I’ve thought a lot about Isaac Babel’s lovely characterization of the Jew as a man with “[s]pectacles on his nose and autumn in his heart.” The first part is easy: the man is an intellectual, a scholar, a thinker. He is frail, fallible; his eyes are weak and his touch, perhaps, is tender.
The second part is sexier, and more open to interpretation. What does it mean to have autumn in your heart? Is this just an aesthetic flourish, a fancy way of saying that Jews have the souls of poets, that our insides glow amber like sunlit leaves? Would the effect be different if Babel had said, instead, that the Jew has spring in his heart?

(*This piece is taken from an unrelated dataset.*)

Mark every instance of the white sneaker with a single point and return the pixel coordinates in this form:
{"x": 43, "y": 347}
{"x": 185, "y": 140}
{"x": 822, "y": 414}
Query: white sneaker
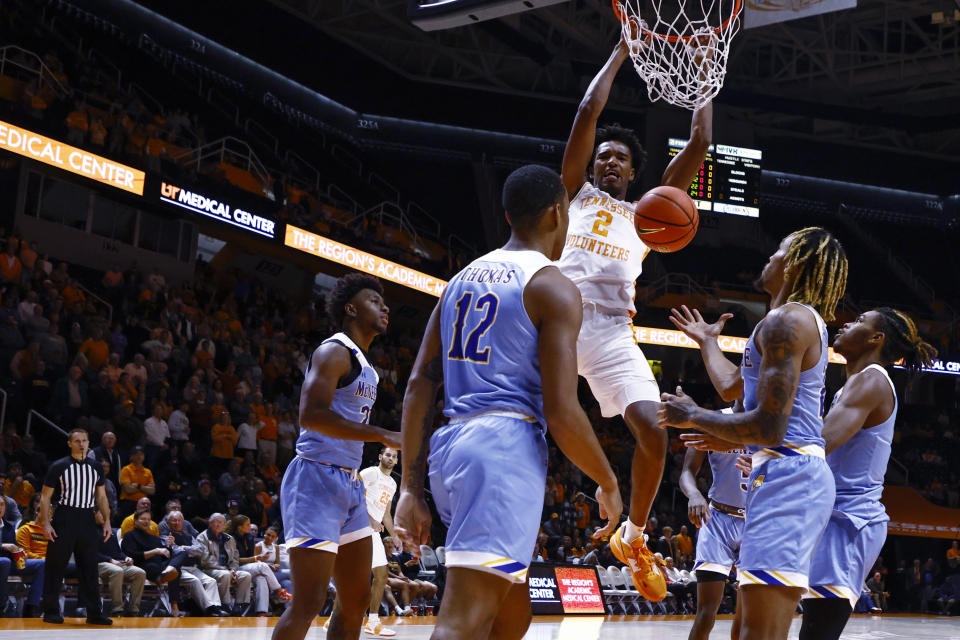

Perhaps I’m staring too closely, ignoring the forest for the view of a single tree. But ours is a culture of close reads and commentary–think of the Talmud, think of the overflowing comments section on almost any Jewish blog. This is why we wear spectacles on our noses–we study, we struggle to comprehend the incomprehensible. Think of the sages up all night in Bnei Brak, arguing over the haggadah. Think of what Hillel said — “the rest is commentary, now go and study” — who understood both the simplicity of morality (Do unto others…) as well as the infinite tessellations of its applications.
There is something about autumn. In autumn, we celebrate the new year. In autumn, the book of death is unshelved, left open for a week; the prospect of unwritten death hangs above us. As the leaves fall and the plants die, we face mortality. We savor the sweetness of life and humble ourselves before nature.
My favorite holiday growing up was Sukkot. Beginning five days after Yom Kippur. The harvest festival, Sukkot, reminds us of our history as itinerant agrarians. Our ancestors would sleep out in their sukkahs during the final weeks of the harvest, before the winter frost. They would sleep under the stars and celebrate the bounty of the harvest. We are meant to do the same.
My family wasn’t particularly religious — we occasionally, but rarely, attended a gaudy synagogue I found spiritually void. But we did have a sukkah every year. My mother, an artist, built one out of wood and painted it blue with white polka dots, and inscribed it with lines from Amichai poems. We would decorate the structure in hay, corn, gourds, and flowers. Friends and family would come over to feast and drink wine. When the crowd had dispersed and the sun disappeared I would make one last trip to the sukkah. I would lie on the grass floor and stare at the stars. I would feel the wind on my face. I’m not sure what I was looking for, but I remember feeling small, dwarfed by the universe. Perhaps what I felt was autumn in my heart.